2 Responses to Propose a Session

  1. If we want a tool-based workshop (seriously every time I write tool I think WHO is going to write the paper analyzing phallogocentrism language in DH?) I’d be willing to do one on topic modeling using Mallet and my forays into computational linguistic analysis using AntConc.

  2. Mia Zamora says:

    I would like to propose a “Best Practices and Advice” discussion, or “What I Wish I Had Known Earlier in the Development Process” to support anyone who might be embarking on their first DH project. (Especially a DH Project which has an explicit activist component meant to engage the public in societal change.) When taking the big leap and developing a new DH resource, how can we best foster the practical principles of -information design, -collaboration, -access to sources, -analytic and visualization tools, -user interface, -community-building, -reader contributions, -methodology, and -critical apparatus that are so important to the success of a digital humanities project?
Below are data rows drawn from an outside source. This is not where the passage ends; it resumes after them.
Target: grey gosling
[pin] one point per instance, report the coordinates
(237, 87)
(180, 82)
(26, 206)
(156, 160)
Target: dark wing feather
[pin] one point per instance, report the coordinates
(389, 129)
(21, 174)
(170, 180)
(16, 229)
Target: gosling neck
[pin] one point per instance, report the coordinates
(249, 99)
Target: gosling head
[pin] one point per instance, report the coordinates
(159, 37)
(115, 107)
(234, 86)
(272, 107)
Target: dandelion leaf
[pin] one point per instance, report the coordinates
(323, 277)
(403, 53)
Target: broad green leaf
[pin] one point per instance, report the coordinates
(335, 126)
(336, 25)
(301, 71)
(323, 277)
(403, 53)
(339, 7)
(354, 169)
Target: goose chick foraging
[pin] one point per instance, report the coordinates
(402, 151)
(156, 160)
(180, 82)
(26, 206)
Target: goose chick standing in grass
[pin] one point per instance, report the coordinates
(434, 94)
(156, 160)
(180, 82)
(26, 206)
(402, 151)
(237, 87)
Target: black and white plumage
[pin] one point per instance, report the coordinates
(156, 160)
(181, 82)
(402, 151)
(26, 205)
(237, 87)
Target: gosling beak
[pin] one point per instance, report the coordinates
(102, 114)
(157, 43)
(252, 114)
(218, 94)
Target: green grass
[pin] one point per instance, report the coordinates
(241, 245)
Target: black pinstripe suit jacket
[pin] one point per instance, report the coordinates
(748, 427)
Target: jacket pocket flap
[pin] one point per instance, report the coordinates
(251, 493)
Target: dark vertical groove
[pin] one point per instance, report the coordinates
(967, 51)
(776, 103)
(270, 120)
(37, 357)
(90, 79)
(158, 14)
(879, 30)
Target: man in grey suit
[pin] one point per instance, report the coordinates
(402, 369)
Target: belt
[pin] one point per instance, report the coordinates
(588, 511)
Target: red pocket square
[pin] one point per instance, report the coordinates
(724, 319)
I would like to hear from those who have been down this road and gained certain experience developing a long-term DH project. What have you learned along the way? …What has worked, what has not, etc.? (i.e. What have been your best resources? Most supportive professional learning communities? Advice on project timelines? Advice on securing grant support for development phases?). Also, I would love to hear thoughts on the simultaneous juggle of developing a new DH project (i.e. “making something”) and formally writing about that process. Advice on particular editorial/scholarly writing venues that can be considered when planning to write about project development?